Thanks Jim - good work on the antennae - I love them Cherry pickers ! as for 504 - I dont know as I havent looked into it very deeply and it must be a common issue but even on the smallest near efficient antennae we see tram lines; as you say and in my case they could be a mix of local artifacts - that wouldnt suprise me at all as I have 100 neighbors all within a 100m horiz and vertical distance - but thankfully the antenna sits outside a virtual Faraday cage as most of the reinforcing of the building is holding and dumping the QRM inside the "box" - if I dont ground the coaxs before entry the QRM sits over S9 plus - with it S4/5.|
Im game for WOLF at any ones convienence and just cal'd the decoder using the 30 over signal from 60/68.5/39kHz and moreover 10Mhz to tweek the inductor and stab Osc in the R75.
Thanks for the signals - all very interesting. Long Haul - and Eu is definately that, werent so good last night in general and I noticed more attenuation at LF/MF on the remote Alaskan receiver too.
LaurenceTanggu Tianjin China
> From: [email protected]
> To: [email protected]
> Date: Mon, 7 Sep 2009 14:02:26 +0100
> Subject: LF: Re: WSPR/Questions
> Dear Laurence, Roman, LF Group,
> I shut the beacon down at 0446utc this morning. The frequency was 503.975kHz
> as advertised. Thanks for the overnight reports, nice to see spots from
> W1TAG again and from Russia for the first time. I transmitted in about 75%
> of the 2 minute periods between about 1940 and 2050utc, but saw nothing like
> a signal in the BY3 grabber, although the frequency seemed mostly clear.
> Conditions were relatively noisy here with more QRN than the previous night.
> The antenna is a top-loaded vertical with 3 wires in a sort of Y shape in
> the horizontal plane. Where the wires meet, it is supported by a 10m
> fibreglass mast. To "jack up" the antenna, I have an old "cherry picker" (or
> aerial access platform or whatever you wish to call it) which is slowly
> sinking into my lawn. The bottom of the mast is bolted to the cherry picker
> where the operator's basket used to be, so the whole mast can be raised into
> the air. This allows a total maximum height of about 19m if I am feeling
> brave; last night the middle of the antenna span was raised to about 17m.
> Previous FS measurements have shown this gives about 3 - 4dB improvement in
> ERP due to the increased height and radiation resistance, along with a
> slight reduction in loss resistance.
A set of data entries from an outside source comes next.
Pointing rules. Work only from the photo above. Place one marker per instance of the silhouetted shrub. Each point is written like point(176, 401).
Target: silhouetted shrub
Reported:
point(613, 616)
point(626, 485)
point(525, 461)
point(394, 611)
The total length of wire in the antenna
> stays the same, but gets further from the ground, so antenna capacitance
> actually reduces slightly. The things we do to try and get a better
> Cross-band QSOs from M0BMU are unfortunately difficult at the moment due to
> the high QRM levels on the lower HF bands here - I am hoping some work on
> dedicated HF receiving antennas here will improve this soon.
> The 504kHz signal seems to be present in many widely-seperated QTHs - don't
> know about W/VE though? It seems to be different at each location. Here it
> is a rather weak carrier with no audible modulation, on the spectrogram it
> can be seen to have a couple of stronger spectral lines and several weaker
> ones spread over a range of a few Hz. These seem to vary over time, possibly
> due to QSB. They can't all be RTE/Atlantic 252 harmonics - 504kHz is an
> integer multiple of 9kHz, so many opportunities for internal or external
> intermods due to broadcast stations. 504kHz is also a multiple of 8kHz, as
> is 136kHz - it was suggested at one time that the weak carriers audible in
> many places on 136.0kHz could be harmonics of the 8kHz clock rate used in
> wired telecomms.
> I would be quite interested to try WOLF again - although it needs more
> careful coordination with frequencies than WSPR.
> Roman, there are some pdf files on the UK 500kHz group site about some of my
> LF/MF gear - you are welcome to use those if you like.